The last time I used the requests library to write a crawl page link in the simple code, extension, we can also use it to get our website PR and Baidu weight. The principle is similar. Finally, we can even write a loop to query the site of the bulk of the relevant information.
First talk about Googlepr, full name PageRank. It is Google's official assessment of a website SEO rating, this should not be unfamiliar. Since it is officially given, of course there is an official interface to get it. We use the official interface to get Google Pr.
The code is as follows:
Gpr_hash_seed = "Mining PageRank is against GOOGLE ' S TERMS of SERVICE. Y\
Es, I ' m talking to you, scammer. "
def google_hash (value):
Magic = 0x1020345
For i in Xrange (len (value)):
Magic ^= Ord (gpr_hash_seed[i% len (gpr_hash_seed)) ^ ord (Value[i])
Magic = (Magic >> | Magic << 9) & 0xFFFFFFFF
Return "8%08x"% (Magic)
def GETPR (WWW):
Try
url = ' Http://toolbarqueries.google.com/tbr? ' \
' client=navclient-auto&ch=%s&features=rank&q=info:%s '% (Google_hash (www), www)
Response = requests.get (URL)
Rex = Re.search (R ' (. *?:.*?:) (\d+) ', Response.text)
Return Rex.group (2)
Except:
Return None
How to use: Incoming domain name, return PR value
Google_hash This function is just an algorithm that calculates a domain name that resembles a hash value and returns.

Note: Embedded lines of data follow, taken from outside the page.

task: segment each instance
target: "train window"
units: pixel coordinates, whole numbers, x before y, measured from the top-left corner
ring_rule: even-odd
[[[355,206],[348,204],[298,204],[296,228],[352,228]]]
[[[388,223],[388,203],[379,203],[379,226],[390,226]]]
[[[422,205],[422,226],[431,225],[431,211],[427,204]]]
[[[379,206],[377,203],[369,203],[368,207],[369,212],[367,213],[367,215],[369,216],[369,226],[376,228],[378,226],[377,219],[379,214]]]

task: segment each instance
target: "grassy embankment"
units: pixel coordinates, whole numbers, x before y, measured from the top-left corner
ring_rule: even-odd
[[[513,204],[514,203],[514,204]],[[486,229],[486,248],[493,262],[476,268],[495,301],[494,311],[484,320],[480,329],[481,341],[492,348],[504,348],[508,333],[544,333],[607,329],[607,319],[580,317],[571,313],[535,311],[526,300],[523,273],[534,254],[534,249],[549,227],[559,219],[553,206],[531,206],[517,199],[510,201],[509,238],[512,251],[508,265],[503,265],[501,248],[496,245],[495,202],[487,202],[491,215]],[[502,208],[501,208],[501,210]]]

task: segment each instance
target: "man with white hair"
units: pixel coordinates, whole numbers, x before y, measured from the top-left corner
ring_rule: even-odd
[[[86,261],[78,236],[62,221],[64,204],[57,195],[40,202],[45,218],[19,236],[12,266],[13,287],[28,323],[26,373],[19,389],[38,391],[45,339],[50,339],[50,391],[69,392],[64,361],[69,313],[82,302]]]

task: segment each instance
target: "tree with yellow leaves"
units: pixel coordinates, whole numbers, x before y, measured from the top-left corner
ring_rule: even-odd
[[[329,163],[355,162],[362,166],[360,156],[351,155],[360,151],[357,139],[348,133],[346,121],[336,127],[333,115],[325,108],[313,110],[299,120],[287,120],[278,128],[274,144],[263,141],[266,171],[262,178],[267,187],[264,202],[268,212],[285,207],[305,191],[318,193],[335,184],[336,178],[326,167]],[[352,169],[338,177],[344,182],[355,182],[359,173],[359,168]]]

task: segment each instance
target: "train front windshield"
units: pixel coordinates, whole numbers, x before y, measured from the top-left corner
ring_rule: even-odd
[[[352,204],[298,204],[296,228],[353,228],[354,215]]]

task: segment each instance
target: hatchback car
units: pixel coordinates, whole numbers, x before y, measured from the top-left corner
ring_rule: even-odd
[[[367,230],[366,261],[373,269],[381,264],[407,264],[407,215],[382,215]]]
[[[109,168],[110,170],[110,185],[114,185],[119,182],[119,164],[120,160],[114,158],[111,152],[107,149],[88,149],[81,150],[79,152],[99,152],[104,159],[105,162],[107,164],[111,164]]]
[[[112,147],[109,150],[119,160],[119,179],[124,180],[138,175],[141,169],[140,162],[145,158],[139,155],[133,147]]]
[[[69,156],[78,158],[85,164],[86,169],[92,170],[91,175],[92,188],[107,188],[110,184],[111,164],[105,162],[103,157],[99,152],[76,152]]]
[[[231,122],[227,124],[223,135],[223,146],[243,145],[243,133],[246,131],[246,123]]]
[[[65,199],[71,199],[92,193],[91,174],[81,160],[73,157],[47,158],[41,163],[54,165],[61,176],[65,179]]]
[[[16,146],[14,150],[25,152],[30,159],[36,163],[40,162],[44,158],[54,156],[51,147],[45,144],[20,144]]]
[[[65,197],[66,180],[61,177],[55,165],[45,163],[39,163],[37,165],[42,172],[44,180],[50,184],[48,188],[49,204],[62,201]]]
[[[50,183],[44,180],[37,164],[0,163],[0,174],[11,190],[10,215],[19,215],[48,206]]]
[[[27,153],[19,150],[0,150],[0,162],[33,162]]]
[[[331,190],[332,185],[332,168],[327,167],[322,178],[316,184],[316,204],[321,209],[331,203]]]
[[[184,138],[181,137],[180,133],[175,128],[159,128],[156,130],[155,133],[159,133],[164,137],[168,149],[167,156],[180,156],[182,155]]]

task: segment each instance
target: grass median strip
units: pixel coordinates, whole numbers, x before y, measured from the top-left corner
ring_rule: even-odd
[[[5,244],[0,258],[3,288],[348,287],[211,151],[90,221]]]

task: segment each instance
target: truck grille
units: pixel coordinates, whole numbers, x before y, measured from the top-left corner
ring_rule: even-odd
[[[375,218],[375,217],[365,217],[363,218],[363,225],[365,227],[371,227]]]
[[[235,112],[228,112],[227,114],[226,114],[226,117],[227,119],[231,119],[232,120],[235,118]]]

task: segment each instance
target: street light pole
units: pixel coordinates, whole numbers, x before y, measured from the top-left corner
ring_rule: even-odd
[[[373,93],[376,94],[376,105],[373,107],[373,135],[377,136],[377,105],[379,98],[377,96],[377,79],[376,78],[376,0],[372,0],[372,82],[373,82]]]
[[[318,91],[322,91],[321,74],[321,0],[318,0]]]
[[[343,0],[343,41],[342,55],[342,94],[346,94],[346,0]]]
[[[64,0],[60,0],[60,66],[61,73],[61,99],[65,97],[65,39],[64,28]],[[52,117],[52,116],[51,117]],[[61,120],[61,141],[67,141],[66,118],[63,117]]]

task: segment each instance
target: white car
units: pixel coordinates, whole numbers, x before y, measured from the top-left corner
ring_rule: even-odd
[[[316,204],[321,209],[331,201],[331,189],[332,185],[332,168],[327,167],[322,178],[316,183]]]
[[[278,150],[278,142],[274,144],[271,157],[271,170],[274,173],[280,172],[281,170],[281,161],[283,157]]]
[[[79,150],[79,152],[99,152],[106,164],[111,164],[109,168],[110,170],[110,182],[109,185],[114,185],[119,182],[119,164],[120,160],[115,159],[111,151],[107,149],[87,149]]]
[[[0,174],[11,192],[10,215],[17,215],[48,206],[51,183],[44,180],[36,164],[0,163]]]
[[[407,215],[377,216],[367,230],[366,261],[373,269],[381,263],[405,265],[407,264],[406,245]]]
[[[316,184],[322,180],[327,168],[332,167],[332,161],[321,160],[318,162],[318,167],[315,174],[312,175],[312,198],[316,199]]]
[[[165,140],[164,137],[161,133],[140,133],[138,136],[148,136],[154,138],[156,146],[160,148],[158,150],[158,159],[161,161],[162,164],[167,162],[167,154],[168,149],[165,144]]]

We can not control how it is implemented, we mainly look at GETPR this function. Our official Google interface is this: Http://toolbarqueries.google.com/tbr?client=navclient-auto&ch={hash}&features=rank &q=info:{Domain}
{Hash} Here we use Google_hash () This function, passed in the domain name, return its corresponding HASH value. For example, our farewell song domain name www.leavesongs.com, its Google hash is 8b1e6ad00, so the construction of the consultation site is: http://toolbarqueries.google.com/tbr?client= Navclient-auto&ch=8b1e6ad00&features=rank&q=info:www.leavesongs.com
Access it and get rank_1:1:0. The number after the second quotation mark is PR, because my station is no PR, so the PR is 0.
So, we use Requests.get () to access the constructed URL, and then get a result like rank_1:1:0, and finally get the PR value of 0 by regular or other means.
The above is the execution of the GETPR function. Then see the process of acquiring Baidu weight.
Baidu weight is not the official Baidu to give a standard, is a number of third-party website calculation of a value, so there is no interface like PR. So we need to crawl the information in these third-party websites. Here is the function to get Baidu weight:
The code is as follows:
def GETBR (WWW):
Try
url = ' http://mytool.chinaz.com/baidusort.aspx?host=%s&sortType=0 '% (www,)
Response = requests.get (URL)
data = Response.text
Rex = Re.search (R ' (. +?) (\d*?) () ', Data,re. I)
Return Rex.group (2)
Except:
Return None
The use method is also the incoming domain name, which returns the weight value.
I crawl is webmaster Tools a weight Consulting page: http://mytool.chinaz.com/baidusort.aspx?host={Domain name}&sorttype=0
My regular Is it: (. +?) (\d*?) (), you can see the source code to see, you know how to write the regular.
OK, let's get the PR and weights for these sites in bulk:
See the results directly:
A single process sweep words will be slightly slower, open 10 20 threads in bulk to get the words should be relatively fast.